Author(s): T. Beatty, A.P. Showman, University of Arizona, Tucson, Arizona, UNITED STATES|M. Marley, NASA Ames, Moffet Field, California, UNITED STATES|B.S. Gaudi, Ohio State University, Columbus, Ohio, UNITED STATES|K. Colon, NASA Goddard, Greenbelt, Maryland, UNITED STATES|J. Fortney, UC Santa Cruz, Santa Cruz, California, UNITED STATES|
Institution(s): 1. University of Arizona, Tucson, AZ, United States. 2. NASA Ames, Moffet Field, CA, United States. 3. Ohio State University, Columbus, OH, United States. 4. NASA Goddard, Greenbelt, MD, United States. 5. UC Santa Cruz, Santa Cruz, CA, United States.
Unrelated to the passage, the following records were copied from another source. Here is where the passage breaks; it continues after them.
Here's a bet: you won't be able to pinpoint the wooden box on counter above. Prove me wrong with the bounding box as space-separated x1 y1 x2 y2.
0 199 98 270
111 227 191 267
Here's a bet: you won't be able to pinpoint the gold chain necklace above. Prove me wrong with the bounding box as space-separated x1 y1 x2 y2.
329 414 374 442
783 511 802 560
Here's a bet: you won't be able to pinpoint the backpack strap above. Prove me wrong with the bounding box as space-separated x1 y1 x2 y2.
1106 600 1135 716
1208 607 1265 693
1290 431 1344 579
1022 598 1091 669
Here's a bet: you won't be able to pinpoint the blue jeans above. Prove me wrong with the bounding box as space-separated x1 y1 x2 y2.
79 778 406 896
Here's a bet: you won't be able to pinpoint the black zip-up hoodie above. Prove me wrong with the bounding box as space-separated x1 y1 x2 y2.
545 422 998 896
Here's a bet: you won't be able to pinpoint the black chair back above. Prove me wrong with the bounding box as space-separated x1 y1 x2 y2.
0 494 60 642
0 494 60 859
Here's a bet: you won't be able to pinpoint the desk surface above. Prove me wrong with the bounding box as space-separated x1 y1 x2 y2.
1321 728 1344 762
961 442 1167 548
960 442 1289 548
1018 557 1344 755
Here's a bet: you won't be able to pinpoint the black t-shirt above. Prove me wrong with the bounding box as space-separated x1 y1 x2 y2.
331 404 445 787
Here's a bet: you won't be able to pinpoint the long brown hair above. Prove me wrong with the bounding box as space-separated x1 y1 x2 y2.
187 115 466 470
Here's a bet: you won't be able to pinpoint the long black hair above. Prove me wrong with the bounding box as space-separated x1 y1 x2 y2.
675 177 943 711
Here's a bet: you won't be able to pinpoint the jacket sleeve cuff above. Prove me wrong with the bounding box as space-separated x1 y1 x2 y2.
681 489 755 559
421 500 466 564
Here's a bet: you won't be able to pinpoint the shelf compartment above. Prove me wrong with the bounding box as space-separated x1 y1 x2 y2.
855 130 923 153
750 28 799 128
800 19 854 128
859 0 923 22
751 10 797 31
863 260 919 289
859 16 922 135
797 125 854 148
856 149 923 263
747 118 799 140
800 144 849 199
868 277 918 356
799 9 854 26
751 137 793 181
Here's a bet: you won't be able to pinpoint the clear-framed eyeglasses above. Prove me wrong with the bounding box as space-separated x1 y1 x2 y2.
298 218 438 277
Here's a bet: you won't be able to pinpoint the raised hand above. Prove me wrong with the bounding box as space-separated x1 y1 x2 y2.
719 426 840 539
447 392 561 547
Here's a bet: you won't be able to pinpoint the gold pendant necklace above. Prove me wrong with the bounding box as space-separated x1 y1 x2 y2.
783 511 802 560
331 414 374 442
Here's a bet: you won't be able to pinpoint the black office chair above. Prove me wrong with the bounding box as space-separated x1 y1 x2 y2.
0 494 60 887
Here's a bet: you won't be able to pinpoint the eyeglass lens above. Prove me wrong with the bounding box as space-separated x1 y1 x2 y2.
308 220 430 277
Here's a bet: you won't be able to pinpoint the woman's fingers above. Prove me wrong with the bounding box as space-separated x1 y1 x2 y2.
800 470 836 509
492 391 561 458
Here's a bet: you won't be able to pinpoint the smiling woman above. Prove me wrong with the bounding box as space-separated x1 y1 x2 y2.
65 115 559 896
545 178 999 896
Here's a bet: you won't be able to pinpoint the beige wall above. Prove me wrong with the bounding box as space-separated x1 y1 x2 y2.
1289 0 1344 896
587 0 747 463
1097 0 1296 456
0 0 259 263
Contributing team(s): (none)
We recently observed two full orbital phase curves of the 27 MJ transiting brown dwarf KELT-1b using the Spitzer Space Telescope. Both the day-night temperature contrasts and the hotspot offsets we measure for KELT-1b are in line with the trends seen by Spitzer in lower mass hot Jupiters, despite the fact that KELT-1b should have an atmospheric advective timescale substantially longer than in a typical hot Jupiter at Spitzer wavelengths. We therefore suggest that nightside clouds are playing a noticeable role in modulating the thermal emission from all hot Jupiters, based on these observations and: 1) the lack of a clear trend in phase offsets with equilibrium temperature, 2) the sharp day-night transitions needed to have non-negative intensity maps, 3) the fact that all the nightsides of these objects appear to be at roughly the same temperature of 1050K, while the dayside temperatures increase linearly with equilibrium temperature, and 4) the trajectories of these objects on a Spitzer color-magnitude-diagram, which show colors explainable via nightside clouds.